The state government has decided to handover Nyaymandir to the Vadodara Municipal Corporation (VMC), nearly four years after the district court relocated to Diwalipura.
The state government has decided to consider VMC’s proposal to convert the building into a ‘City Heritage Museum,’ which was submitted in January 2021. Nyaymandir, an iconic landmark in Vadodara, is set to get a new purpose.
Late on Thursday, a release from the office of Gujarat Minister of Revenue and Law & Justice, Rajendra Trivedi, stated, “It has been decided that the structure of Nyaymandir will be turned into a city heritage museum and the Lal Court — which stands across the road from Nyaymandir — will be turned into an art gallery. All steps will be taken to turn the two historic buildings into important places for the people of the city and be inaugurated in a grand ceremony soon.”
The release also said that Trivedi, after meeting with Rushikesh Trivedi, Gujarat Minister of Health & Family Welfare, ensured that the officials of the health department, who had been occupying the Lal court building, vacated it in time for its handover. Located in the heart of Vadodara, across the Sursagar lake, the doors of architect Robert Chisholm’s creation have remained tightly shut since March 2018.

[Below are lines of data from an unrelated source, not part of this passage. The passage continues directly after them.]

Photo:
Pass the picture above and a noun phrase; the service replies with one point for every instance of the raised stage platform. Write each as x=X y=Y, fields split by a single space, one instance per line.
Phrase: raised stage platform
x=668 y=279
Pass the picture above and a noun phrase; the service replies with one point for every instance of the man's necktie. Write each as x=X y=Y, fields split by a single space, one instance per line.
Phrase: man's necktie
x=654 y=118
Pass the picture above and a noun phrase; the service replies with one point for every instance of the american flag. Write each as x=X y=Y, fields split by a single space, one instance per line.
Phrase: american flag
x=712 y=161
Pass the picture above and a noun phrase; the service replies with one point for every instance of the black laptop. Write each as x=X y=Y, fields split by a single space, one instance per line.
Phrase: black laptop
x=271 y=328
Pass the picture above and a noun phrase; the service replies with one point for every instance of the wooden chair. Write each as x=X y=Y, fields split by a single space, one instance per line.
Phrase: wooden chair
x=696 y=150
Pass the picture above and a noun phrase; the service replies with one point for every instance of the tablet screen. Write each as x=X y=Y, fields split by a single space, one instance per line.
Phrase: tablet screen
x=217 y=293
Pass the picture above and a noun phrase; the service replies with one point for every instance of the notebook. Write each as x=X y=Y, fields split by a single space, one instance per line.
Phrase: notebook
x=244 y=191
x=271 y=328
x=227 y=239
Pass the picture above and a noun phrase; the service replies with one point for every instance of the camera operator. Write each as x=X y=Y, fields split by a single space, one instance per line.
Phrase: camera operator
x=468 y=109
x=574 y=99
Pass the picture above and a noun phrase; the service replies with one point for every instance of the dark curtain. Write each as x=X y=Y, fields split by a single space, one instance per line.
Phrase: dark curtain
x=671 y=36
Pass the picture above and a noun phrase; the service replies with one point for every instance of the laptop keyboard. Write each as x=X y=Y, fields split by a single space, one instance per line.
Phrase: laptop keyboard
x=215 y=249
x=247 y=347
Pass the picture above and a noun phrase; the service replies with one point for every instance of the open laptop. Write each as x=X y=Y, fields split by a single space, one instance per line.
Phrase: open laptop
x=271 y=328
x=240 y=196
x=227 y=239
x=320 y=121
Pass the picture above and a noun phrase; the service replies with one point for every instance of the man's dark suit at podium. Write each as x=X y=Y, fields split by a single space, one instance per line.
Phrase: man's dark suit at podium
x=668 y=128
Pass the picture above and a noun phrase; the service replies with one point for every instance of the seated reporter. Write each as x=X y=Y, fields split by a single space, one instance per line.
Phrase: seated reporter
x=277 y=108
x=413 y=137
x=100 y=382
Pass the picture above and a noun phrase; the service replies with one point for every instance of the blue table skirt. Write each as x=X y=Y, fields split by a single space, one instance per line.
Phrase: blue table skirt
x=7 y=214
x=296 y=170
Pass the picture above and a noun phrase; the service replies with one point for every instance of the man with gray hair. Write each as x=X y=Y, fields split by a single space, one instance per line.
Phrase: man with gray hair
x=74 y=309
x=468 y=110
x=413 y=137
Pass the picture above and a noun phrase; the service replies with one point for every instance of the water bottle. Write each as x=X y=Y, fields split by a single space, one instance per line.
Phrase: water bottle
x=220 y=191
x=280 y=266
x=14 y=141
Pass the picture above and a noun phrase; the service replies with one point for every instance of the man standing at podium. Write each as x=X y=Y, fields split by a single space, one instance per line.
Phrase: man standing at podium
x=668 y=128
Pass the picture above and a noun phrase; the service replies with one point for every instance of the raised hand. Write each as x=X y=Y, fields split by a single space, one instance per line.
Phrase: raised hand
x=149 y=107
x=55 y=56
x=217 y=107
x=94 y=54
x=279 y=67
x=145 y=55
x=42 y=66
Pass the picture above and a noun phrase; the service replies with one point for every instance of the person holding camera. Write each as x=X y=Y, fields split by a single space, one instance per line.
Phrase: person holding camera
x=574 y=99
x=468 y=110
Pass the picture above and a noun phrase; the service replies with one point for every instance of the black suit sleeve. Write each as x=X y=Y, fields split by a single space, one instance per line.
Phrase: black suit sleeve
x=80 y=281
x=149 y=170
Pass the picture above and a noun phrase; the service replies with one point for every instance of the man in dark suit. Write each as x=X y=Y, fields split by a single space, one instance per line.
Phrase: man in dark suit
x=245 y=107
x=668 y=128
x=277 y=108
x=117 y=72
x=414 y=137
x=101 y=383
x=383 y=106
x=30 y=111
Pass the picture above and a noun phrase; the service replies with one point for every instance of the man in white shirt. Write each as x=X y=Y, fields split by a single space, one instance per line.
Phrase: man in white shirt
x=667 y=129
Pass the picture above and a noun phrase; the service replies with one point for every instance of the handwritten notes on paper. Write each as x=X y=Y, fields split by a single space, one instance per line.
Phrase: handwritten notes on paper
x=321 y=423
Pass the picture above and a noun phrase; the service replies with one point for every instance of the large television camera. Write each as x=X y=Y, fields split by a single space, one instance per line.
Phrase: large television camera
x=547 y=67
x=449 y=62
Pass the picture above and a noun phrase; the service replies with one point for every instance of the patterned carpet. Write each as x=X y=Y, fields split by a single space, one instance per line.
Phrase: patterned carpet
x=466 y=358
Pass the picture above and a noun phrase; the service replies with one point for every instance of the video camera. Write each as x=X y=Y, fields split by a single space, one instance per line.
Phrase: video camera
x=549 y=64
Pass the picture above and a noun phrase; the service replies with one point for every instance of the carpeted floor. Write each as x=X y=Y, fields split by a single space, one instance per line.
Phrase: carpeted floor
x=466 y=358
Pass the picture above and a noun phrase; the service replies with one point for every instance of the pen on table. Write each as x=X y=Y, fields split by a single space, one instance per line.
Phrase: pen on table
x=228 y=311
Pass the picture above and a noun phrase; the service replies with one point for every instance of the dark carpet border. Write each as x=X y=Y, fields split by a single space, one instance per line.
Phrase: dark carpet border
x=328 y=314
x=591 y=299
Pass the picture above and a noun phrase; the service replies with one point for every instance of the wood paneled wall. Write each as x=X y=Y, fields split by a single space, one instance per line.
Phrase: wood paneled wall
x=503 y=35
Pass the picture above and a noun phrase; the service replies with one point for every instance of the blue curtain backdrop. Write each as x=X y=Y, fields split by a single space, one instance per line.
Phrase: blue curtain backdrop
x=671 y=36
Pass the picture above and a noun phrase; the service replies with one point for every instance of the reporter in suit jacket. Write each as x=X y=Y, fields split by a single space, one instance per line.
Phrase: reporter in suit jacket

Built at a cost of Rs 7 lakh at the time of its inauguration, it was originally titled Chimnabai Nyay Mandir — after the beloved first wife of Maharaja Sayajirao Gaekwad III — at the time of its inauguration on November 30, 1896, by Viceroy Lord Elgin.
The structure was originally intended to be a two-story vegetable market in the city’s centre. When Maharaja Sayajirao III saw the structure’s grandeur, he changed his mind and decided to convert it into a town hall and a court.
The central hall of the building, decorated with distinct mosaic work, also has a statue of Maharani Chimnabai, created by Italian sculptor Augusto Felici. Pre-independence, when the Gaekwads ruled the erstwhile royal state of Baroda, Nyaymandir was the Supreme Court of the state.